Extinct species of carnivore

Canis mosbachensis is an extinct wolf that inhabited Europe from the late Early Pleistocene to the Middle Pleistocene, around 1.4 million to 400,000 years ago. Canis mosbachensis is widely considered to have descended from the earlier Canis etruscus, and to be the ancestor of the living grey wolf (Canis lupus) with some considering it as a subspecies of the wolf as Canis lupus mosbachensis. The morphological distinction between C. mosbachensis and C. lupus has historically been vague, and attribution of fossils to C. mosbachensis or to C. lupus around the transition time between the two species is ambiguous.

==Taxonomy==
Canis mosbachensis was named by Soergel in 1925 based on a collection of remains found at Mosbach, Germany. It was later demonstrated that another canine, Xenocyon lycaonoides was also present at the site, meaning that remains at the site can't be attributed to C. mosbachensis purely based on their canine nature. The lack of a type specimen and the lack of description of some remains from Mosbach has contributed to the ambiguity regarding the circumscription of C. mosbachensis. Later thorough descriptive work by Sotnikova on material from the late Early Pleistocene site of Untermassfeld, Germany, provided a more solid basis for the diagnosis of C. mosbachensis. Later work at other sites revealed the close relationship between C. mosbachensis and the modern C. lupus. The mammalogists Erich Tnius, Bjn Kurtén, Henry de Lumley, and Alain Argant have argued that C. mosbachensis should be considered a subspecies of the grey wolf and assign to it the designation C. lupus mosbachensis. However, other researchers disagree and regard C. mosbachensis as a distinct species.

The Mosbach wolf occurred in the time between Canis etruscus in the Early Pleistocene and the modern C. lupus. The phylogenetic descent of the extant wolf C. lupus from C. etruscus through C. mosbachensis is widely accepted. However, other researchers cannot see a clear anatomical relationship between C. mosbachensis and C. etruscus, that C. mosbachensis is more similar to C. arnensis, and that it exhibits a size and dentition more similar to an omnivorous jackal.

In 2010, a study found that the diversity of the Canis group decreased by the end of the Early Pleistocene to Middle Pleistocene and was limited in Eurasia to two types of wolves. These were the small wolves of the C. mosbachensis–C. variabilis group that were a comparable size to the extant Indian wolf (Canis lupus pallipes), and the large hypercarnivorous Canis (Xenocyon) lycaonoides that was comparable in size to extant northern grey wolves.

As wolves continue to evolve they become bigger. The mammalogist Ronald Nowak proposed that C. mosbachensis was the ancestor of Eurasian and North American wolves, and that one population of C. mosbachensis invaded North America where it became isolated by the later glaciation and there gave rise to C. rufus. Another population of C. mosbachensis remained in Eurasia and evolved into C. lupus, from where it invaded North America.

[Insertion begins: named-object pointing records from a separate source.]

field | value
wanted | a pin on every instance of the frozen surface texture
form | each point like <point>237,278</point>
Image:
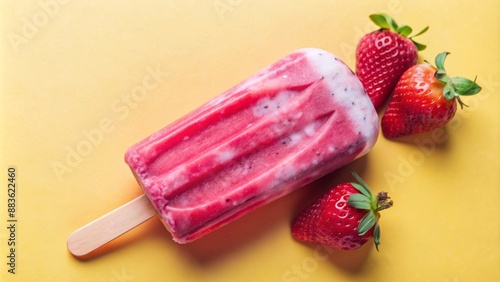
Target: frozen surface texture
<point>296,120</point>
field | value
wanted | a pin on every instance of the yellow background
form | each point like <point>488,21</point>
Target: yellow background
<point>71,78</point>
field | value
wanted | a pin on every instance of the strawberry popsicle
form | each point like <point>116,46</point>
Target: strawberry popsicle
<point>291,123</point>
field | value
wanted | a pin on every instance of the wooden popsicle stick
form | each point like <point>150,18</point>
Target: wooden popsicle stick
<point>109,226</point>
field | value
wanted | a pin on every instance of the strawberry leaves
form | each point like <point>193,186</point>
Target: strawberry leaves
<point>454,86</point>
<point>373,204</point>
<point>384,21</point>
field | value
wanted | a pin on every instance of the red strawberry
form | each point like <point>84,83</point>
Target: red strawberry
<point>383,55</point>
<point>425,98</point>
<point>346,217</point>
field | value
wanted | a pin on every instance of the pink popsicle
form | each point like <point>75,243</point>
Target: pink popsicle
<point>292,122</point>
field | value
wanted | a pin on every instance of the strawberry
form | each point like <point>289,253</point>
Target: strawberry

The last specimen of the Mosbach wolf in Europe dates to 456–416 thousand years ago, however some specimens were found in southern England that may date to MIS 11—9.

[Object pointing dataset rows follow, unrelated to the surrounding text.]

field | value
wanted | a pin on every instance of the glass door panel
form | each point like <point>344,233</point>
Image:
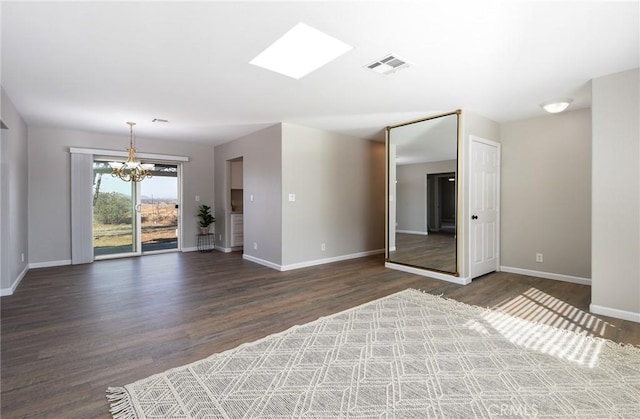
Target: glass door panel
<point>159,209</point>
<point>114,213</point>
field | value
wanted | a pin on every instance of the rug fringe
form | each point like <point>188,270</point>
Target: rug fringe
<point>120,402</point>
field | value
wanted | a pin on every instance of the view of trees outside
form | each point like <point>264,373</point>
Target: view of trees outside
<point>114,212</point>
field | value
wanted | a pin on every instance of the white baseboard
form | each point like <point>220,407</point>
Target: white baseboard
<point>49,264</point>
<point>547,275</point>
<point>307,264</point>
<point>330,260</point>
<point>614,312</point>
<point>224,249</point>
<point>261,262</point>
<point>431,274</point>
<point>9,291</point>
<point>420,233</point>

In 2022, Cajus Dietrich proposed the new subspecies Canis lupus bohemica for remains in the Bat Cave system located near Srbsko, Central Bohemia, Czech Republic dating to around 800,000 years ago.

== Description ==

Restoration

Morphological characters distinguishing C. mosbachensis from C. lupus are ambiguous, and distinguishing the two species is often done based on the body size of specimens (often based on the size of the lower carnassial tooth), which is not necessarily reliable. Specimens of C. mosbachensis are smaller than the largest modern populations of C. lupus, exhibiting a lower range of size variability.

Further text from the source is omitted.